The UK Energy Research Centre (UKERC) carries out interdisciplinary research into sustainable future energy systems. Its whole systems research programme addresses the challenges and opportunities presented by the transition to a net zero energy system and economy.

The centre is funded by the UK Research and Innovation Energy Programme. UKERC is a distributed centre with researchers at over 20 different institutions throughout the UK, its headquarters are based at Imperial College London.

Currently in its fifth phase of funding (2024-2029), UKERC’s activities are overseen by a committee consisting of the UKERC Director, Professor Rob Gross, and eleven Co-Directors, and is advised by an independent Advisory Board.

==History==
UKERC was established in April 2004, following a recommendation from the 2002 Energy Review initiated by Sir David King, the UK Government's Chief Scientific Advisor. The centre was set up to address key controversies in the energy field through comprehensive assessments of the current state of knowledge.
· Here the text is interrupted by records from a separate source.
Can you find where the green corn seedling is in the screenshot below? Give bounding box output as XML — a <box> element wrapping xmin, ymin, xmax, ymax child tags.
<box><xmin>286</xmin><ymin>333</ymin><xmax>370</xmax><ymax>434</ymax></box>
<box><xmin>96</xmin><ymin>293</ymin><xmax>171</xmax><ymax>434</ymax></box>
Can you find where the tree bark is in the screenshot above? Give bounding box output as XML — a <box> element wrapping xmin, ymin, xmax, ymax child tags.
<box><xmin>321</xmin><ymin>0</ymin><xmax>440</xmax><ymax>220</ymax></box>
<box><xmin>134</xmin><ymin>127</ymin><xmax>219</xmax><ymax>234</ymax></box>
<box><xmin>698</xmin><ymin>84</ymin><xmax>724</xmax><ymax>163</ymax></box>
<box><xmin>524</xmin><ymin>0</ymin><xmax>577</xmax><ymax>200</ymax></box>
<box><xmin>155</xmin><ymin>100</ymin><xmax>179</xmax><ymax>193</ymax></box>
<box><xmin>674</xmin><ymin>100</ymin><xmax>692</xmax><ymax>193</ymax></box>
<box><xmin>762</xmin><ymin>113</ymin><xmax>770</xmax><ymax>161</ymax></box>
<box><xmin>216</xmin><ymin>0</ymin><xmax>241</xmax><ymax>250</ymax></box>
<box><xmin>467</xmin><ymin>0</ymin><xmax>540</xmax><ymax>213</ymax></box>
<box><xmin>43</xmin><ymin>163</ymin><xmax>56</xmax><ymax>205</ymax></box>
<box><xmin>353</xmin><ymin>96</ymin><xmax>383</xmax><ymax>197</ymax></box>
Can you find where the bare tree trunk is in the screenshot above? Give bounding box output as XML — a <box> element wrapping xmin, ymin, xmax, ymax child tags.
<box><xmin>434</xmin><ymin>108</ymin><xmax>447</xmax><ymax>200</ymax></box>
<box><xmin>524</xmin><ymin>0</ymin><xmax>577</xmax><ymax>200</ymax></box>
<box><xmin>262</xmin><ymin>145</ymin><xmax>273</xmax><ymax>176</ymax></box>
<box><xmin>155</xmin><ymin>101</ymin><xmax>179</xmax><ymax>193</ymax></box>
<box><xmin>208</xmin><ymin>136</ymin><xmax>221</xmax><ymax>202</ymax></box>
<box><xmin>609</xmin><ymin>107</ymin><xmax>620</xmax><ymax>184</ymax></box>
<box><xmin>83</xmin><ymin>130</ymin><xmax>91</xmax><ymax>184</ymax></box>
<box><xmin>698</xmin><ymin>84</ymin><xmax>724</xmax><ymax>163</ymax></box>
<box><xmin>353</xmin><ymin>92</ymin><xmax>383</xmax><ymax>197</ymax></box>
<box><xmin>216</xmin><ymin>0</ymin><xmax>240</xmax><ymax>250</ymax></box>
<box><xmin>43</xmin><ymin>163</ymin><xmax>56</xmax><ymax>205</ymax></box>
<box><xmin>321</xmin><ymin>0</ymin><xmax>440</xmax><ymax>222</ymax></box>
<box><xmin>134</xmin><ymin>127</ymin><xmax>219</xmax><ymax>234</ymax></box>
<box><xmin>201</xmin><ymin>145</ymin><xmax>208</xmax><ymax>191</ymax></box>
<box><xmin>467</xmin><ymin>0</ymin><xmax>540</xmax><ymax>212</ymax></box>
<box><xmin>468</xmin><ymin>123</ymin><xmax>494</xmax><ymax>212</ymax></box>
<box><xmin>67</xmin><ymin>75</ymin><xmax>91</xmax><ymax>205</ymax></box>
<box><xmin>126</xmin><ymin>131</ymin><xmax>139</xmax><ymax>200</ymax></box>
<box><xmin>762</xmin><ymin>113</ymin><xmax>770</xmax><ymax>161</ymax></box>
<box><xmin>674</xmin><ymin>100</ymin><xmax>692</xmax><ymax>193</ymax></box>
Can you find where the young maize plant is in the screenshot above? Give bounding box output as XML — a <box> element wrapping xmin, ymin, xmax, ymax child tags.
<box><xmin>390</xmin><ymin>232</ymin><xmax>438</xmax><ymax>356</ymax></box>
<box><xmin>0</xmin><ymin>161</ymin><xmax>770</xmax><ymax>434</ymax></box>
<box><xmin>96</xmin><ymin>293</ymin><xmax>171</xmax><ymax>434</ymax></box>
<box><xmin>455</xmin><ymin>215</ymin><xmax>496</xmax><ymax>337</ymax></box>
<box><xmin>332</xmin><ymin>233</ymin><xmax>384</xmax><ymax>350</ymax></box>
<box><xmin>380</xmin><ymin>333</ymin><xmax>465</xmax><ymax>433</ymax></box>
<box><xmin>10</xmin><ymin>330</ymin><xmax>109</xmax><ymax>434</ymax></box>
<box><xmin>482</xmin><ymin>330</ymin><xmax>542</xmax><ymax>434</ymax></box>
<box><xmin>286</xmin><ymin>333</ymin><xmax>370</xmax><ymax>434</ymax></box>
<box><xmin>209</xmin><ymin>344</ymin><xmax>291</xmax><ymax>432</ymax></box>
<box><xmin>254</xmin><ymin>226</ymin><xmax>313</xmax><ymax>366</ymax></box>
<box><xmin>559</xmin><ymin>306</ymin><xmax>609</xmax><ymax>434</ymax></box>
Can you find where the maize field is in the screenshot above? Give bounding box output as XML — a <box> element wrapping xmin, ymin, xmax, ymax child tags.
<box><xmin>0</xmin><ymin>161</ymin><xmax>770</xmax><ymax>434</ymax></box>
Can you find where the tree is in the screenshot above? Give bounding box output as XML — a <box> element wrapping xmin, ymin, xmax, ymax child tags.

The first phase of the Centre ran from 2004 - 2009.

In March 2009, £18.5 million was allocated to support the second phase of work at the UK Energy Research Centre for 2009 – 2014. Under the second phase of funding, UKERC focused on five themes: Energy Demand, Energy Supply, Energy Systems, Energy and Environment, and Technology and Policy Assessment.

In May 2014, the UK Energy Research Centre was awarded funding for a third phase of work, which ran from 2014 to 2019. This research programme focused on six core themes: future energy system pathways; resources and vectors; energy systems at multiple scales; energy, economy and societal preferences; decision making; technology, policy and assessment - with an HQ function aimed at engaging with the wider UK energy research community, policy makers and energy industry.

UKERC's interdisciplinary research studentships have enabled whole-systems interdisciplinary research across scientific, engineering and socio-economic boundaries.

==Current Activity==
Currently in its fifth phase of funding, UKERC's research programme encompasses a variety of different activities that address the challenges and opportunities presented by the transition to a net zero energy system.

This research includes major themes on global energy challenges and their implications for the UK; the role of local and regional energy systems; interdependencies between energy systems and the environment; decarbonisation of specific sectors including transport, heat and industry; and transitions in energy infrastructures.

Alongside these activities UKERC undertakes systematic evidence reviews, hosts and curates energy data, maps and monitors public engagement with energy systems, and improves the transparency and understanding of energy models.

In July 2022, the UKERC launched a socalled public engagement observatory designed to track public engagement efforts across the United Kingdom.

In 2024, UKERC entered its fifth phase of operation, conducting research up until 2029.

==Recent Research==
- Review of Energy Policy 2024, Rob Gross et al, 2024.
- Energy Modelling in the UK: The modelling landscape. Neil Strachan and Pei-Hao Li, 2021.
- Review of Energy Policy 2020. Rob Gross et al., 2020.
- The Pathway to Net Zero Heating in the UK. Jan Rosenow et al., 2020.
- Financing Community Energy Case Studies. Iain Cairns et al., 2020
- Fostering Successful Policy Engagements: recommendations for PhD and ECR schemes. Sioned Haf et al., 2020.
- Progressing New Voices and Gender Balance in Energy Research. Programme report, 2019.
- Review of Energy Policy 2019. Jim Watson et al., 2019.